Tuesday, March 4, 2014

Boomers, there’s a shadow hanging over ‘Yesterday’?

Bravo Rachel for dismantling the Boomer music myth (“Boomers, there’s a shadow hanging over ‘Yesterday’”, Washington Post, 3/2/2014) and opining that “Yesterday” “isn’t that great.” Except that maybe you didn’t. First, Yesterday is not the greatest song of the Boomer era, which by my reckoning spans from the late 50’s to the early 80’s. Rolling Stone (Boomer publication if there ever was one) has it at #13 on their top 500. The top 10 includes Bob Dylan, the Stones, the Beatles, the Beach Boys, Chuck Berry, Aretha, Marvin Gaye and Ray Charles. #1 is Dylan’s “Like a Rolling Stone,” which would be a little more difficult to deconstruct. Secondly, Yesterday is a pop love song. Love and logic never quite go together and many love songs have logical lapses in them that you can drive a truck through. I’m sure we can easily deconstruct some by Justin Beiber, John Mayer, Beyonce or Taylor Swift just as quickly.

However, the logical lapses and flaws that you see in Yesterday are also the product of an extremely literal and narrow interpretation of the key word: Yesterday. Even within the strict confines of your literalness, however, the day before today lasts for 24 hours, which is a really long time, as Keifer Sutherland demonstrated in the series 24. A lot can happen in 24 hours. So, even assuming that he met her in the morning, they had a torrid and deep affair of the heart that he thought was just a game, and then she left forever leaving him devastated (think Cinderella), it is possible to feel deeply and be devastated in a short period of time, especially at a young age. “Need a place to hideaway?” It’s a pretty common response after a breakup. Or perhaps you millenials are more together than we were. No need to stay in bed with the shades drawn until some friend drops by (oops, I mean texts you endlessly) to rouse you from your despair.

Songs are also not merely lyrics. They have music attached: melody, harmony, rhythm, instruments and voices. The performance matters, as anyone knows who has listened to an off-key rendition of their favorite song at karaoke night.

As Paul Simon once said, “every generation throws a hero up the pop charts.” I remember being in the kitchen at a friend’s house when I was 16 or 17 being lectured by his dad on how our music would never last, not like the music of his generation (Sinatra), oblivious to the fact that Sinatra had probably already covered Yesterday by that time and Johnny Cash was singing Dylan songs. Since, you didn’t talk about yourself and defend the music that you listen to, I have no idea what you are comparing our sacred cow to. But we don’t need to give it up and we certainly don’t have to assess it in the “harsh light of reality. Of Today.” You need to stand up for your music. Make a positive case for why we should listen to it and why it is better or more truthful than our music. We may not listen, but it makes more sense as a strategy than telling us that our music sucks.

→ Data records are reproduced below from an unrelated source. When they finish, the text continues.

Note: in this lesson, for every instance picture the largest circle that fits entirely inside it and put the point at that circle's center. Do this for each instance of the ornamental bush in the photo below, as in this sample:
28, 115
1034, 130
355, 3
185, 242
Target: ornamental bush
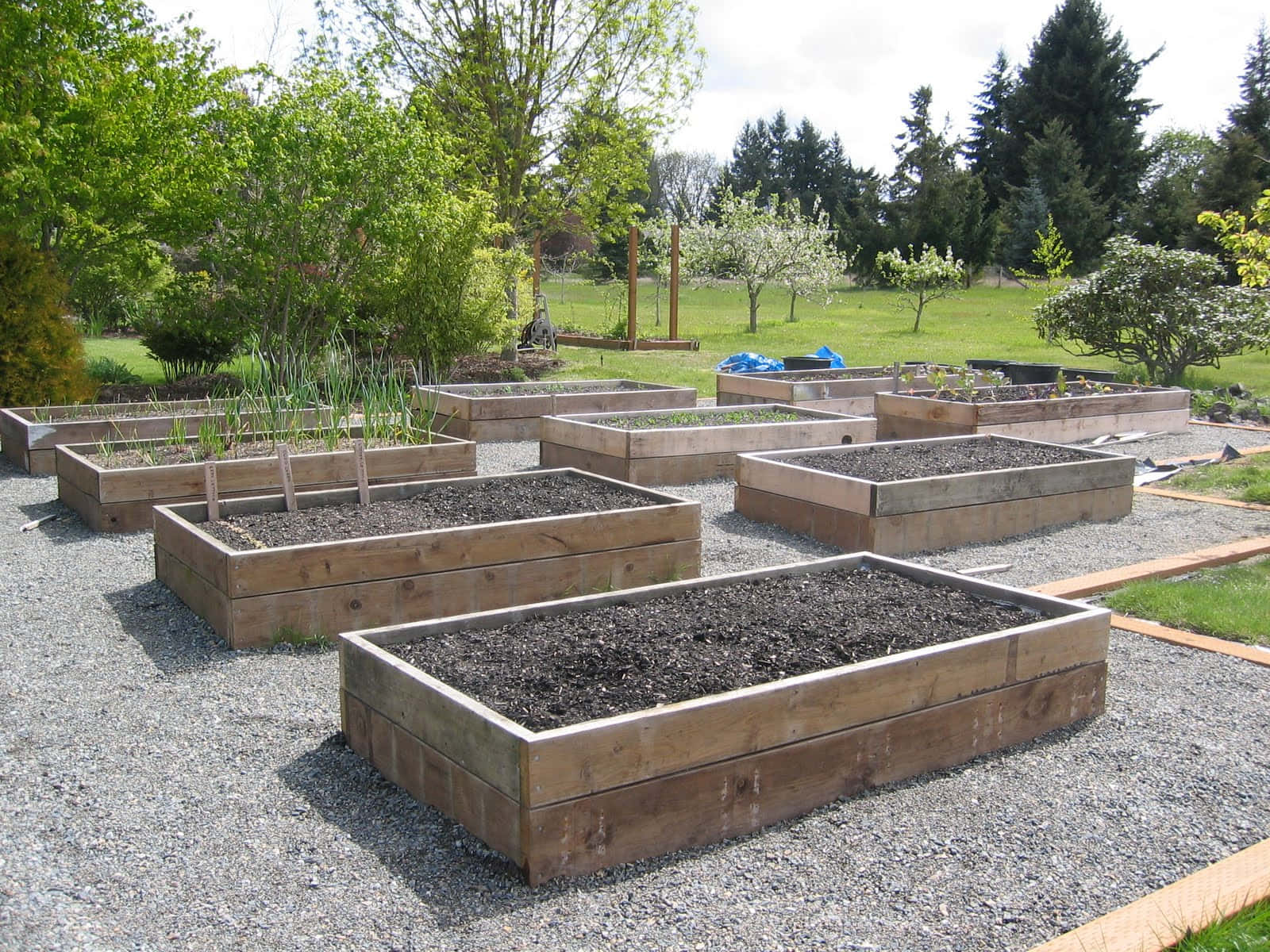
1168, 310
41, 355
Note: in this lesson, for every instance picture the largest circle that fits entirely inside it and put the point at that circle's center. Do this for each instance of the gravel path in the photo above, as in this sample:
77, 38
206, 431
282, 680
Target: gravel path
160, 791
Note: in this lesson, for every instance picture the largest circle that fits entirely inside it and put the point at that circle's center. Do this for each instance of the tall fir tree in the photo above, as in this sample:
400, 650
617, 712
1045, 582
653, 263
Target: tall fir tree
1081, 73
1240, 167
987, 149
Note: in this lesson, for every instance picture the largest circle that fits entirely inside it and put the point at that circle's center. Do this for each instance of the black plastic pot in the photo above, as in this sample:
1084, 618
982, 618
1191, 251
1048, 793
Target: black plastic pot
1033, 372
1095, 376
806, 363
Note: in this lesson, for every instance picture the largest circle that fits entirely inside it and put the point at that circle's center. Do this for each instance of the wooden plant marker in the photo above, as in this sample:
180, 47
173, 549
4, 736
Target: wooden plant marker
289, 484
364, 484
214, 505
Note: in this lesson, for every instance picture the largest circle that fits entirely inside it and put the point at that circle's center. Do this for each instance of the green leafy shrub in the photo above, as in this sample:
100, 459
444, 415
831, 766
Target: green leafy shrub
106, 371
41, 355
190, 333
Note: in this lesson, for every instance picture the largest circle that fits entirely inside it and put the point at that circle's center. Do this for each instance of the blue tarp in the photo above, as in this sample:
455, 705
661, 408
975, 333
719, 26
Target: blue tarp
751, 362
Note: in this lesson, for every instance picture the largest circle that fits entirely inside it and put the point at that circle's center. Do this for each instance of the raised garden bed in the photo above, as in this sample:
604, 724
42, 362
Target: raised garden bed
595, 793
514, 410
1035, 413
918, 495
625, 344
845, 390
29, 435
421, 550
685, 446
122, 499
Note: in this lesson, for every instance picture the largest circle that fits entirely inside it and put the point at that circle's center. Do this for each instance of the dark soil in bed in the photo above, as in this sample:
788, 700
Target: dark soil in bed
911, 461
441, 505
554, 672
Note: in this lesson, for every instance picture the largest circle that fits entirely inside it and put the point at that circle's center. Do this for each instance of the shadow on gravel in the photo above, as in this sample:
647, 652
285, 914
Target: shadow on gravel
175, 638
454, 873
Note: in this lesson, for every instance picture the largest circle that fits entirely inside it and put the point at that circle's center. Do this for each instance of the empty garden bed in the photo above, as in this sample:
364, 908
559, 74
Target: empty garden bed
685, 446
1066, 414
596, 730
419, 550
918, 495
514, 410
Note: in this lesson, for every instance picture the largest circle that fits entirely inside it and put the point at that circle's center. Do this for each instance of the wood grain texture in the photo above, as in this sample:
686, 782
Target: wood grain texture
738, 797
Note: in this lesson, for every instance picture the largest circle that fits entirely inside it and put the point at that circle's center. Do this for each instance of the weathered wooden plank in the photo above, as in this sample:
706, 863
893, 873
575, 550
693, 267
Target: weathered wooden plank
283, 569
724, 800
327, 611
573, 762
198, 594
467, 733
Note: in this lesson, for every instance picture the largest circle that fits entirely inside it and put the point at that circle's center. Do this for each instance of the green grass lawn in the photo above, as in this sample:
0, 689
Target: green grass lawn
1248, 931
1246, 480
864, 327
1227, 602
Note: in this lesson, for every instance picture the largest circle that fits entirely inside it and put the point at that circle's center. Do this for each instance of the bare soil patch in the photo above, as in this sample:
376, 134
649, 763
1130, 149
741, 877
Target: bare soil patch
577, 666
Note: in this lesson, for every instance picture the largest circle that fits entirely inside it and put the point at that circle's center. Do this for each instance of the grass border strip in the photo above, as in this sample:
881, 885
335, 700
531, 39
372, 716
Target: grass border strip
1083, 585
1161, 918
1191, 639
1194, 498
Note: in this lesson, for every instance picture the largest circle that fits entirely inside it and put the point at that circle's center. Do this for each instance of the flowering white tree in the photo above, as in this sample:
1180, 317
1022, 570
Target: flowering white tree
761, 244
921, 278
1165, 309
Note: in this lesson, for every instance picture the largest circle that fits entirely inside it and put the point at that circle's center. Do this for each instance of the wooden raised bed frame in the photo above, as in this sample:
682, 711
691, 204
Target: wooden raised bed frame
578, 799
625, 344
1060, 420
677, 455
319, 589
124, 499
933, 512
827, 390
29, 442
507, 412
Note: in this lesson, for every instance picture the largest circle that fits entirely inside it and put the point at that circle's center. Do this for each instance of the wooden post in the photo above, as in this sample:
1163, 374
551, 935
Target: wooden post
364, 484
537, 266
289, 484
632, 278
675, 282
214, 505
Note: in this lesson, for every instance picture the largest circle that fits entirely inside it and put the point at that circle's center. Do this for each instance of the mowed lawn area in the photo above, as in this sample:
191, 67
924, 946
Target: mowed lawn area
864, 327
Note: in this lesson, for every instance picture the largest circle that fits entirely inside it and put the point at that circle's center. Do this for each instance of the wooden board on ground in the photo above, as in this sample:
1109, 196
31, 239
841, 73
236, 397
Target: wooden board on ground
683, 452
935, 512
578, 799
321, 588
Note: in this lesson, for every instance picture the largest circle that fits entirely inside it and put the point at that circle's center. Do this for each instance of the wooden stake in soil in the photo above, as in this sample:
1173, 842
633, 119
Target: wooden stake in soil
364, 484
289, 484
214, 505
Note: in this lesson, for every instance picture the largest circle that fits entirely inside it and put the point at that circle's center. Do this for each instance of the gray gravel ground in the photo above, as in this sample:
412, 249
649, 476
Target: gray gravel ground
159, 791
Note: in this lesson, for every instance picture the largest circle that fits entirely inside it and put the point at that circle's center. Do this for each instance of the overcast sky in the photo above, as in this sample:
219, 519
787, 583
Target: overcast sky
851, 67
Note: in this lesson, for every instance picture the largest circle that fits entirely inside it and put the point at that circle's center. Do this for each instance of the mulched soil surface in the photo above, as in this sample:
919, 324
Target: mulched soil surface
911, 461
440, 505
1033, 391
554, 672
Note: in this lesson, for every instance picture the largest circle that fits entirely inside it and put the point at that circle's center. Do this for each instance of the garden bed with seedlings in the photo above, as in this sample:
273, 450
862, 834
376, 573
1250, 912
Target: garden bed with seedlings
1058, 413
267, 569
921, 495
657, 447
114, 486
596, 730
29, 435
514, 410
848, 390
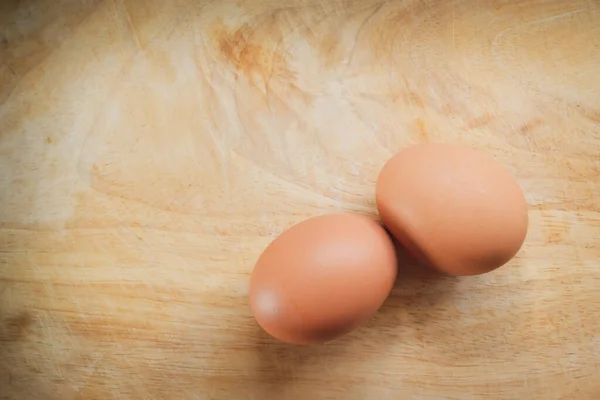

I’m sure when the Beatles recorded Yesterday, Paul McCartney didn’t expect that it would be covered more than 1000 times by other artists or that it would still be debated 50 years later. We now live in an unprecedented era musically. With digitization, nearly everything that has ever been recorded is available 24/7/365. Satellite radio stations and Internet services make large swaths of it available anywhere all the time. This was not the case when we were growing up. Records pretty literally, had a shelf life. Aside from the transistor or car radio, music was not portable. As a result, millennial music has to compete directly with everything that has ever been recorded. You live in a world that is saturated by music (if you want it). Our music is not going away, probably not even after we are dead. It now has a life of its own and will be rediscovered by young folks just as Clapton and Richards and Page and Plant and others keep discovering the blues of Robert Johnson and Muddy Waters or Chuck Berry or whoever, well known and obscure.

You may also want to blame your technology for our obsession with the past. With our ipods and smart phones we can carry the 60’s and 70’s with us wherever we go and we can drown out the noise of Lady Gaga whenever we want. Or I can listen to the Black Keys and see their connection to the Stones and Led Zeppelin and the Clash. I can enjoy the music that U2 is still making. Or I can listen to Fleet Foxes or Mumford and Sons and a dozen other nouveau folk bands and hear the echoes of the Beach Boys, CSN, the Byrds, and even a little Nirvana.

So Rachel, you shouldn’t worry about our obsession with the music of our youth. Some of us are more obsessed than others. For some of us it is purely nostalgia. But some of it is still sublime and carries with it great truth and beauty (real or imagined). And some of us recognize that music didn’t stop being created in 1970 or 1980, whether by boomers, pre-boomers, or post-boomers. And there are some, like your editor, who just aren’t that interested or appear to have grown up under a rock (but they’ll probably remember an old song within 15 seconds when it comes on the radio).